Summer theatre camps teach local youth stage magic, script writing
Published 9:43 am Monday, June 25, 2018
Young actors got to try their hand at some stagecraft this week as both the Powerhouse and the Gertrude C. Ford Center for the Performing Arts hosted theatre camps.
The Ford Center camp has been running for over 20 years, ever since the camp’s director, Ford Center Director Julia Aubrey, came to Oxford to teach voice and opera theatre at Ole Miss.
“This year we have 50 students in the younger kids camp, which made it really challenging,” Aubrey said.
Each year, Aubrey writes the show for the younger children, incorporating a line, a solo, or some other featured part for every camper. For this year’s camp, the group performed, “Indomitable Spirits: Orphans on Broadway,” which featured scenes from Broadway musicals “Matilda,” “Oliver” and “Annie,” as well as a closing scene with the song “This is Me” from “The Greatest Showman.”
“The kids helped me write some of the lines, and it’s really about just finding themes and songs that they can relate to,” Aubrey said.
A separate performance – an hour-long version of Gilbert and Sullivan’s “H.M.S. Pinafore” -– was presented by an older group of campers.
Aided by a grant from Nancye Starnes and the Kite Foundation, the Ford Center camp places its focus on production value and giving the students from both age groups the full experience of performing in a musical.
“We have costumes, we have a set and professional actors and musicians who come in to help, and that’s all because of the grant,” Aubrey said. “We really give them a full production experience, and to be able to perform here in a professional theatre is really a big deal.”
Imagination station
At the Powerhouse, dragons, unicorns and some superheroes all converged during the final day of the Yoknapatawpha Art Council’s theatre camp.
“The kids wrote the scripts and the stage directions themselves,” Daniel Doyle, the camp director said. “They came up with it all.”
The camp featured lessons on everything from the different working parts of a theatre to costume design, acting improvisation and script writing, with various guests from the community providing additional instruction.
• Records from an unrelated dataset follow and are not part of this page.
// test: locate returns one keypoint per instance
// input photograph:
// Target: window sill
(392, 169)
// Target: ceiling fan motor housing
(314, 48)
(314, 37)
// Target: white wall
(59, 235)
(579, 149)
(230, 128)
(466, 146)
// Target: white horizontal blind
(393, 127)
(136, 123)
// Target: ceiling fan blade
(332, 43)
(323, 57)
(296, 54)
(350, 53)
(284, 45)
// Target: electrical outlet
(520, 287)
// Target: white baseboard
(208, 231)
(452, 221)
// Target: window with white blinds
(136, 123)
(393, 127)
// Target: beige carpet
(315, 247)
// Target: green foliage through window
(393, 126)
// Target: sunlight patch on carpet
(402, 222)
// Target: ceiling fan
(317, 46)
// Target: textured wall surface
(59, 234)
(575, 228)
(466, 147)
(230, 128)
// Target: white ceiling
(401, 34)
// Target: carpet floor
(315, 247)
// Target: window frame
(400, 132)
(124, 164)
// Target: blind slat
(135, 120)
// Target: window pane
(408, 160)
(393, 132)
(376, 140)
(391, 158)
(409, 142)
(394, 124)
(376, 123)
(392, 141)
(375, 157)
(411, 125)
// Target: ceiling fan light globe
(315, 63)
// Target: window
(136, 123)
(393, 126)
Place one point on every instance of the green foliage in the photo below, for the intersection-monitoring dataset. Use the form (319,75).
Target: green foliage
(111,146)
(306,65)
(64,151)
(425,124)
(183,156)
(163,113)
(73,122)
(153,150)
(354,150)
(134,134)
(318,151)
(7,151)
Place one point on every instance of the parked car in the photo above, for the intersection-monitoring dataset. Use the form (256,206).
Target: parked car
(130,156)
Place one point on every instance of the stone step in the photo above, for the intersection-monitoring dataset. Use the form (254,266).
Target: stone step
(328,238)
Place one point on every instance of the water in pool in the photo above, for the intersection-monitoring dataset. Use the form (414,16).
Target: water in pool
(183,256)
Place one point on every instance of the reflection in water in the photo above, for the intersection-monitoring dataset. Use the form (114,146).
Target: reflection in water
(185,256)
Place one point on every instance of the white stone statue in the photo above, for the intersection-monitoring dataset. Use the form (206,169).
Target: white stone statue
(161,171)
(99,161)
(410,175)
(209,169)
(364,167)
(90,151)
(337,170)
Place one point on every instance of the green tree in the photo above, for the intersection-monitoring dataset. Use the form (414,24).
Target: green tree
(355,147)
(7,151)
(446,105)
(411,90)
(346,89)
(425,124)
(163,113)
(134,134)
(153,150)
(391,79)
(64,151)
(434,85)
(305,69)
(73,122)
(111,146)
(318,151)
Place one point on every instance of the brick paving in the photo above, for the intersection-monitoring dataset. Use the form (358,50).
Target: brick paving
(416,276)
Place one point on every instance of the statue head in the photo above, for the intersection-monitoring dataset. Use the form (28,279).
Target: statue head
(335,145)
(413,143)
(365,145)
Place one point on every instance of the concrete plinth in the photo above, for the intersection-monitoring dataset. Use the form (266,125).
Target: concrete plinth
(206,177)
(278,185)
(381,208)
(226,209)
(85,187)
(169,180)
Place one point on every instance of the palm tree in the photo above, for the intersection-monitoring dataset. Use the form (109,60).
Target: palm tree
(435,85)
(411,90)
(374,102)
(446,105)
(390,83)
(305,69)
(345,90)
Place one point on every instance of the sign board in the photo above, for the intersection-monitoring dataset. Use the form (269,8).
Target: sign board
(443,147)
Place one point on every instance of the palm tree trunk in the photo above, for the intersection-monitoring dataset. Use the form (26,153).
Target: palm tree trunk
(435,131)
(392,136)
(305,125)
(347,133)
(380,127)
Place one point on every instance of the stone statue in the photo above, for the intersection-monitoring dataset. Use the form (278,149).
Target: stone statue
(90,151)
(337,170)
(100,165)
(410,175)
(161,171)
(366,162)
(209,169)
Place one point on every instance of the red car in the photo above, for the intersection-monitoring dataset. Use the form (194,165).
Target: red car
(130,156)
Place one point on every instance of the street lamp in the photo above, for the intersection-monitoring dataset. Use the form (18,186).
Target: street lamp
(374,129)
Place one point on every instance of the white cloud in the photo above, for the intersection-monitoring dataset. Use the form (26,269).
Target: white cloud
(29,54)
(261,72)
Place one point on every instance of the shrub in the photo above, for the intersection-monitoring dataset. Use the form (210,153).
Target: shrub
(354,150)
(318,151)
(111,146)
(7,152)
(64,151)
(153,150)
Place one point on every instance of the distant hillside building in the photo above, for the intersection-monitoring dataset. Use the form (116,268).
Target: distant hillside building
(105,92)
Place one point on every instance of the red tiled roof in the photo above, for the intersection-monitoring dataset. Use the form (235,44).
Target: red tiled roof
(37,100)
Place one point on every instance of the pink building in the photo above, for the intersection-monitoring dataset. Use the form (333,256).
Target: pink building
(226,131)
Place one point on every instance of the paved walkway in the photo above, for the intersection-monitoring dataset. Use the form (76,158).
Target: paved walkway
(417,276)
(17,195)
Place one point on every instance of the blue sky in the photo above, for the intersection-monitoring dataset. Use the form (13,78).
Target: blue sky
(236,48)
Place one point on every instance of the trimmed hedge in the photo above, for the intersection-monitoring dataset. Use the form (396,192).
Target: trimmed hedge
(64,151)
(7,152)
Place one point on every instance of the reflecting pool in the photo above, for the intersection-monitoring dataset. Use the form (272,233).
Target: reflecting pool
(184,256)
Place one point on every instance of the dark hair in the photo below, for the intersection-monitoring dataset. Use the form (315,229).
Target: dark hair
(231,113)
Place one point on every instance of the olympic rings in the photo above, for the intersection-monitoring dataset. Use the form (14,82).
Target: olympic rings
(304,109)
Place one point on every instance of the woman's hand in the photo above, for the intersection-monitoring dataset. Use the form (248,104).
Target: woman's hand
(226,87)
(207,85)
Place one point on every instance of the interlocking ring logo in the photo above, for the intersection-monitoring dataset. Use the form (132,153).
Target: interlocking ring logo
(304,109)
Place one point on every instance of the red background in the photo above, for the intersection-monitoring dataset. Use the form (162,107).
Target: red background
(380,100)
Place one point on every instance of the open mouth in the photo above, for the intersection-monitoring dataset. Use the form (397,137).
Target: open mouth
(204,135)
Even Mississippi House of Representatives Minority Leader David Baria – who is currently campaigning for the Democratic nomination for Mississippi’s U.S. Senate race in November – made an appearance on Thursday while visiting the Powerhouse for a separate event.
“He talked to the kids about public speaking and how theatre could help with that,” Doyle said.
The performances featured three separate plays – each crafted by a different group of camp attendees. The show also included a tap dance number choreographed and taught to the campers by Blake Summers of the Hinge Dance Company.
The children also performed “Let it Go” from “Frozen,” which Oxford High School senior Evelyn Smith taught them, Doyle said.
“(The plays) are a little bit of everything,” Doyle said, “But it’s mostly to encourage these kids to just stand up in front of people, we have at least five or six kids that are really shy kids, and they’re up there singing and dancing. They’re doing it.”
For many of the children participating, the performance marked the first time to stand on a stage and perform in front of an audience.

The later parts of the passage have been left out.